The sole beta build of Ubuntu 14.04 LTS has been made available to download, and comes packed with a whole heap of improvements to the Unity desktop.
Arriving ahead of its April 17 street date, the beta gives users an advance peek of what’s on the way, and developers some much needed last-minute feedback.
But what’s it like?
Pays To Have Trust in the Trusty Tahr
‘The last few releases of Ubuntu may have been boring — but this one is anything but.’
The last few releases of Ubuntu have been, to put it bluntly, boring. Sure, each has seen iterative improvements upon the last, and the usual glut of ‘under the hood fixes’ and app updates have made them worthy updates (though far from compelling). But when it comes to features there have been few to get fanatical about.
And with Ubuntu 14.04 being a Long Term Support release — which are hardly known for shaking things up — you may be expecting more of the same.
But you’d be wrong.
Honing & Polish
Most of you reading this will be well versed in Canonical’s mobile ambitions. Forwarding this goal has come at the expense of working on the desktop. With Canonical’s engineering and design teams commandeered for mobile, the desktop releases have felt a bit neglected.
To be clear: all of that work will eventually benefit the desktop. The long-term goal of a convergent Shangri-La won’t be reached quicker by expending energy on a desktop headed for the digital dustbin.
And so the “Trusty Tahr”, to give it its friendly codename, may look a lot like last October’s release of 13.10, and the 13.04 release before that. But it behaves like an entirely different beast altogether.

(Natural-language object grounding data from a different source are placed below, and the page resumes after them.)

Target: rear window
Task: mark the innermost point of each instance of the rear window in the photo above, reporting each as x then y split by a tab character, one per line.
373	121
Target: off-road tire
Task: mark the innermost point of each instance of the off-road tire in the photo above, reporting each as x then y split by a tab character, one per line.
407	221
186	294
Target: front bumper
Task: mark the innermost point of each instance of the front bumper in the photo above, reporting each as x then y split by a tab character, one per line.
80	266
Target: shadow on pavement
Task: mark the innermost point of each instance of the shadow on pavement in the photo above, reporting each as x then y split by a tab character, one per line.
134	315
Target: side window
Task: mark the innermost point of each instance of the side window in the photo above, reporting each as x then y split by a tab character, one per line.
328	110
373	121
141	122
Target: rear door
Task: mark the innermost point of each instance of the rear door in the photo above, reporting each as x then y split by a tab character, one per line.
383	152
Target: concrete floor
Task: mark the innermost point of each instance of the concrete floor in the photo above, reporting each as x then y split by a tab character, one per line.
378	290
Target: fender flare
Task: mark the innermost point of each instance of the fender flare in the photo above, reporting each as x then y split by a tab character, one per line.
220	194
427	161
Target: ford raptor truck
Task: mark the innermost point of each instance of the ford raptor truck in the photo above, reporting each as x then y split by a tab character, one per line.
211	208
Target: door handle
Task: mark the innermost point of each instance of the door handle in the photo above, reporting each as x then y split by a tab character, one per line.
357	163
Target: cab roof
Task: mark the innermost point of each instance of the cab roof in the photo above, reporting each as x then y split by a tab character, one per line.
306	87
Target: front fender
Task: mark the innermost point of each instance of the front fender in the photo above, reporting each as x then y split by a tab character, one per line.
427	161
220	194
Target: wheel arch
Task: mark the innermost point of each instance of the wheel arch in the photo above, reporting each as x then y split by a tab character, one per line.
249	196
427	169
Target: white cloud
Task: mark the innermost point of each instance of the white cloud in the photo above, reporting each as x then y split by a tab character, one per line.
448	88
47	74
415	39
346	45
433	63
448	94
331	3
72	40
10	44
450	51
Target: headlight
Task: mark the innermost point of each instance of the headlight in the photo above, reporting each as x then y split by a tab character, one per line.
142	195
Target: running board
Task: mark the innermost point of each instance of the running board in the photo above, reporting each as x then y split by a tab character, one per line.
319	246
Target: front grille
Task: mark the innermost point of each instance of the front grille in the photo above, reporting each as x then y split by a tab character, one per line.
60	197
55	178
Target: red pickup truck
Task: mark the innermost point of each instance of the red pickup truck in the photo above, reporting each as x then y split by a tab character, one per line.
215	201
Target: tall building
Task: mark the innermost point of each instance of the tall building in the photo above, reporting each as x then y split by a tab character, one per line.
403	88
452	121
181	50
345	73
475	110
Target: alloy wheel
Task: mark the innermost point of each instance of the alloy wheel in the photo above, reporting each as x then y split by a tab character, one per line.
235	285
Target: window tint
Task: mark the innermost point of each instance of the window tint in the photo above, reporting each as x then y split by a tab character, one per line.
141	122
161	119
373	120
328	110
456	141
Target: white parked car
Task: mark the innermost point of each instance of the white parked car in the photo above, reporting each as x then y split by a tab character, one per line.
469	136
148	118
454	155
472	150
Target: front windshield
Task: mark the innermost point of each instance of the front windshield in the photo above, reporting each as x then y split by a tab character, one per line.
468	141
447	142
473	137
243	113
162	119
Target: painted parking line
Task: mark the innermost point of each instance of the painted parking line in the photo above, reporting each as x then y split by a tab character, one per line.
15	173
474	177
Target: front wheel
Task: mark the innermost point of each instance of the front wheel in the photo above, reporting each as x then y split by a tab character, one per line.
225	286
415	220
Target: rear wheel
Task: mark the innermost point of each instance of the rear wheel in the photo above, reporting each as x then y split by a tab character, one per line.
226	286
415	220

You can find out more for yourself by downloading a copy of the beta using the link below. Bear in mind it’s not officially stable (but unofficially it’s pretty much rock solid) so take it for a test drive before installing. Read on while you wait to find out more of what’s in store.
Application Menu Options
Locally integrated menu option should please many
For the first time since the introduction of Unity on the desktop Ubuntu is offering users a choice of where application menus appear.
By default menus continue to show in the top panel. But if you’d rather they were closer to the app they belong to you now only need to tick the Local Menus option located in System Settings > Appearance > Behaviour.
Don’t worry about them getting in the way of moving windows either — they’re really rather clever.